Directors don't exist simply to serve investors. The question with corporate governance is how you define shareholder rights and how far you go protecting them. Boards should also look out for employees and the communities in which the business operates. That may not be the popular view. But it is right.

I'm a lawyer, my father was a lawyer and one of my sons is a lawyer. I respect the profession. The bulk of the lawyer's practice does not usually relate to issues of public policy. I never had a boring day in 25 years as a politician.

My life is so well known that I can't think of anything secret to disclose.

Who: William Davis
Lives In: Toronto
Born: July 30, 1929, in Brampton, Ont.
Occupation: Lawyer, statesman, corporate director
Career Highlights:
1955: Called to the Ontario Bar as a graduate of U of T and Osgoode Hall. Practises for four years at his father's Brampton firm.
1959: Elected to the Ontario legislature after winning the Progressive Conservative nomination for Peel in December 1958.
1962: Named education minister. Creates the Ontario Institute for Studies in Education, TVO and community college system.
1971: Elected fifth consecutive PC premier of Ontario; holds office for 14 years. Key role in 1982 Constitution Act.
1985: Retires from politics and serves as special envoy on acid rain. Currently, counsel for Torys LLP and director on six boards.

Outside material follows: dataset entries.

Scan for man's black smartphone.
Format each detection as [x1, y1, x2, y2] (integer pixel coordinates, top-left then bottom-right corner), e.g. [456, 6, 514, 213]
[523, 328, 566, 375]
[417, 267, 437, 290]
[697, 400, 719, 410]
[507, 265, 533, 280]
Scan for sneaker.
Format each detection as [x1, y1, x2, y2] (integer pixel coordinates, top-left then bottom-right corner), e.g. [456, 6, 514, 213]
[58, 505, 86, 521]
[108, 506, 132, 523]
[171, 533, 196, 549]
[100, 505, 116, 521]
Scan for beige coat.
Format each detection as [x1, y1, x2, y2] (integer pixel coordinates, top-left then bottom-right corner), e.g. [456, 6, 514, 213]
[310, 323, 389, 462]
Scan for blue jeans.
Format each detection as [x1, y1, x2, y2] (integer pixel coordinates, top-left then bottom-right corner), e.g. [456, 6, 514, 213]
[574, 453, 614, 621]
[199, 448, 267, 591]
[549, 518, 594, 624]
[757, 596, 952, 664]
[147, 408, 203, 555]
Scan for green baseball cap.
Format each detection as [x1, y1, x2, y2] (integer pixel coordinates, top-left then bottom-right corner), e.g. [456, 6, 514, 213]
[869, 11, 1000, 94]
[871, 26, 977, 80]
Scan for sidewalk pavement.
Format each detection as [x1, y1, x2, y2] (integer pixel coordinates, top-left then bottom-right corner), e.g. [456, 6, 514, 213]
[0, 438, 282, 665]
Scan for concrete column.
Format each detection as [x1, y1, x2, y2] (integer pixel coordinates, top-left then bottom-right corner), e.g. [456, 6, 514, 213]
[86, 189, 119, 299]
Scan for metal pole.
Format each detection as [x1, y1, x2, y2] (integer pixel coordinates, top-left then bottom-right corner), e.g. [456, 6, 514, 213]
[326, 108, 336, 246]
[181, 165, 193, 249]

The majority of people in public life are first-class, so I take exception to growing cynicism with politics. I can also tell you not all the honest politicians I know are Progressive Conservatives, so you can be decent and philosophically misguided at the same time.

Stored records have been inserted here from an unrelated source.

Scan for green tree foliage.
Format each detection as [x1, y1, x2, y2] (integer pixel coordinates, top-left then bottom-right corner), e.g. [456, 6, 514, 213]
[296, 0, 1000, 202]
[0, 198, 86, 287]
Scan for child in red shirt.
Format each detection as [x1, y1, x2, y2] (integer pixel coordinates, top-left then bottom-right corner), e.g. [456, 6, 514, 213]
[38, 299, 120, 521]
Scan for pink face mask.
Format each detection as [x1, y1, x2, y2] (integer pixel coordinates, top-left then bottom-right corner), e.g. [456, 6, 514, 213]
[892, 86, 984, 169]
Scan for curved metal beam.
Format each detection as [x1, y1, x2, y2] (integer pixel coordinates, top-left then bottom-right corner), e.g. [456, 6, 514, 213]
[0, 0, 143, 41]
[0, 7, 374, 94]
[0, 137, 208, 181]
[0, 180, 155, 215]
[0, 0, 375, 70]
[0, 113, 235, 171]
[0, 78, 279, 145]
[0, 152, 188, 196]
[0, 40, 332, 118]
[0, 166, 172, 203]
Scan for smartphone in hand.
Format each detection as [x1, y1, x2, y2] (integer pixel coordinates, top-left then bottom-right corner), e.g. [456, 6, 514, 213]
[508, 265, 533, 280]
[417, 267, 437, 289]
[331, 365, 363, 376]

Belinda Stronach didn't ask for my advice. If she had, I'd have told her to sit as an independent.

Butter taught me my first lesson in economics. I spent a summer working for the son of our family doctor. He owned a dairy company in Brampton, and I helped make and wrap the butter. I could do 50 pounds in three minutes. One day, after wrapping several boxes in our regular wrapper, I was told to wrap more of the same butter in wrap with another brand name. That butter sold for 5¢ more per pound, which taught me you can make a little more in this world if you have the right label.

I don't know what Red Tory means. I'm Progressive Conservative. I believe government should take real responsibility for economic affairs while also accepting a real role when it comes to helping people in need and creating jobs.

New Democrats provide a conscience that is helpful to the political process. But they often have strong views about greater government participation in the economic process that can lead to a furtherance of social policy beyond economic means.

Liberals are historically perceived to have a greater social conscience than Conservatives. Looking back at my political years, I think my governments were as socially responsible as any Liberal you care to name.

As a kid, I aspired to do well in school. But I also wanted to play a lot of sports, particularly football. That led me to take what I called a graduate year at Brampton High. That fall, Brampton defeated Runnymede Collegiate, which was the highlight of my football career. And, when I later became Ontario's minister of education, nobody knew I'd taken two years to complete Grade 13.

John George Diefenbaker nearly terminated my political career before it really began. I got the provincial PC riding nomination for Peel in December of '58. I was following Thomas Laird Kennedy, a former premier and agriculture minister who had been a member since 1919. He died in February, and I soon discovered the great Tory machine was a friend of Tom Kennedy, not his replacement. Then, on Black Friday, Diefenbaker's government cancelled the Avro Arrow, which helped fire everyone at Avro in my riding. The vote, which should have been fairly comfortable, was only won by about 700 votes. Nevertheless, during Diefenbaker's last campaign as a leader, I was the only Ontario minister willing to stand on a platform with him. It was fun.

Tom Kennedy gave me the most memorable advice. “Billy,” he said, “always be humble, even if you don't feel like it. And remember, you never get into trouble for the speeches you don't make.”

I've never experienced withdrawal after politics. I spend time with my grandchildren that I wasn't able to spend with my children. And my five kids and their spouses have delivered me 12 grandchildren, so there is no time for withdrawal.

My wife and I had a very pleasant dinner to celebrate our 42nd anniversary. There was no football game on that night, but I briefly watched the Miami Heat defeat the Toronto Raptors, which is not what one should do on their anniversary.